Tritomaria ferruginea
- Conservation status: Endangered (IUCN 2.3)

Scientific classification
- Kingdom: Plantae
- Division: Marchantiophyta
- Class: Jungermanniopsida
- Order: Lophoziales
- Family: Lophoziaceae
- Genus: Tritomaria
- Species: T. ferruginea
- Binomial name: Tritomaria ferruginea (Grolle) Váňa
- Synonyms: Andrewsianthus ferrugineus Grolle;

= Tritomaria ferruginea =

- Genus: Tritomaria
- Species: ferruginea
- Authority: (Grolle) Váňa
- Conservation status: EN
- Synonyms: Andrewsianthus ferrugineus Grolle

Species of liverwort

Tritomaria ferruginea is a species of liverwort in the family Lophoziaceae. It is an endangered species endemic to the eastern Himalayas.

==Taxonomy and history==
Andrewsianthus ferrugineus was described by Riclef Grolle in 1966 based on a type specimen collected in 1962 by Austrian botanist Josef Poelt from a Rhododendron forest near Ringmo, Nepal. This species was transferred to the genus Tritomaria on the basis of morphological characteristics in 2013, becoming Tritomaria ferriguniea.

==Distribution and habitat==
Endemic to the temperate eastern Himalayas, Tritomaria ferruginea is known from Bhutan, India (Sikkim), and Nepal. In western Bhutan it has been found growing in damp coniferous forests dominated Abies and Juniperus at 3440 m above sea level, while in India it has been found growing in both moorland and on rocky river banks at altitudes of 4070-4075 m above sea level. In Nepal it has been found growing in Rhododendron forests and alpine meadows at around 4000 m above sea level, in coniferous forests at 3610 m above sea level, and alongside a rocky stream at 4020 m above sea level.

==Description==
Tritomaria ferruginea is green to rusty in colour with overlapping, three-lobed leaves that measure 1-2 mm wide. The fragile, frequently branched stems are green to yellow-brown and measure up to 2 cm long. The rhizoids are short and pale.
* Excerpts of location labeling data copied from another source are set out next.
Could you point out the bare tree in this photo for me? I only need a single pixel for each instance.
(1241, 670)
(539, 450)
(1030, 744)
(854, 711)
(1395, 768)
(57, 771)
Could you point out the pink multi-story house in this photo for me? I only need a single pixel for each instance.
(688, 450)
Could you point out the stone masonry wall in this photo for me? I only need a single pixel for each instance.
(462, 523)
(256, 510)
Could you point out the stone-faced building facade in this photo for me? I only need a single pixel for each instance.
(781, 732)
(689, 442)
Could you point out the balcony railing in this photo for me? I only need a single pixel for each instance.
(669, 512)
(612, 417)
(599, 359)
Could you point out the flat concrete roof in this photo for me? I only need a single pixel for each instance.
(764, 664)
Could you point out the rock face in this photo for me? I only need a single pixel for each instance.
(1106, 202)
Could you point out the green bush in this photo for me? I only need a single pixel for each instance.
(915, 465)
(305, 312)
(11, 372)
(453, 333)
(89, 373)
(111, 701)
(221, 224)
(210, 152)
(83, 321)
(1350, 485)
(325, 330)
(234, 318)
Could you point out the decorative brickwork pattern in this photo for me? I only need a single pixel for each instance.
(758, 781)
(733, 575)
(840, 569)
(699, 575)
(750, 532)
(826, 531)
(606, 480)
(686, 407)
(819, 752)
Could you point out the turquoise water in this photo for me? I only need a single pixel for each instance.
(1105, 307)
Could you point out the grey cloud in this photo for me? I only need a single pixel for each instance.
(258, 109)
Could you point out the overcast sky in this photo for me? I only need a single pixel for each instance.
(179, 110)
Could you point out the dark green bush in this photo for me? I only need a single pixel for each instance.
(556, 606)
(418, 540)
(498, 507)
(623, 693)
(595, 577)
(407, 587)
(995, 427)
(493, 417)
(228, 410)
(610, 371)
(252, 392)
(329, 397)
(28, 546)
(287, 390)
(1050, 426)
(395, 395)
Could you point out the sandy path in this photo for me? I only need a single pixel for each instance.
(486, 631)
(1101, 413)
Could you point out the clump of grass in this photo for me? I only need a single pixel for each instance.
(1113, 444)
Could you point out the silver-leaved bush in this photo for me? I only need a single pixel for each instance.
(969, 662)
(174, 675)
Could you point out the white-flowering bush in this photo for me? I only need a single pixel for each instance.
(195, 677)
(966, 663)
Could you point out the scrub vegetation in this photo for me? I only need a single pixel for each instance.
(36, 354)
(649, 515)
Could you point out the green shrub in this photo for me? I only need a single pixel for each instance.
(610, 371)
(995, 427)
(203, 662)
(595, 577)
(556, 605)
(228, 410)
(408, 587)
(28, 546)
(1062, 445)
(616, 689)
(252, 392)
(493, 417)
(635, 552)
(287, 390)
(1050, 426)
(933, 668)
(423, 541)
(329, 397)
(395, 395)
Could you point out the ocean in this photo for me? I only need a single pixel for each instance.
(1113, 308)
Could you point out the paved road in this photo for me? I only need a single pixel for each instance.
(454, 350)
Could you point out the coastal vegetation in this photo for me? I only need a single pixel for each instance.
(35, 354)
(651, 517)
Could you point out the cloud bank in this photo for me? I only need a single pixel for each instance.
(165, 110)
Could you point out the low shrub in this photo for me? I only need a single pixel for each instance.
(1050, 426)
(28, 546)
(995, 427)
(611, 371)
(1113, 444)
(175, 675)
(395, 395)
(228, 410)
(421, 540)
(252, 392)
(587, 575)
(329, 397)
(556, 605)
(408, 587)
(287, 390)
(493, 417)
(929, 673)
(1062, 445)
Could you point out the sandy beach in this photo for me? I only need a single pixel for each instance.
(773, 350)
It is a dioicous species, however, mature plants have not been described.

==Ecology==
Tritomaria ferruginea has been observed as an epiphyte growing on tree trunks (including Juniperus species) and as a lithophyte growing on rocks (including calcareous rocks). It has been found growing among peat and other mosses and alongside Herbertaceae species.

==Conservation status==
Tritomaria ferruginea is listed as endangered by the International Union for the Conservation of Nature under criteria B1 and B2cd, based on its small area of occupancy and risk of habitat destruction due to deforestation.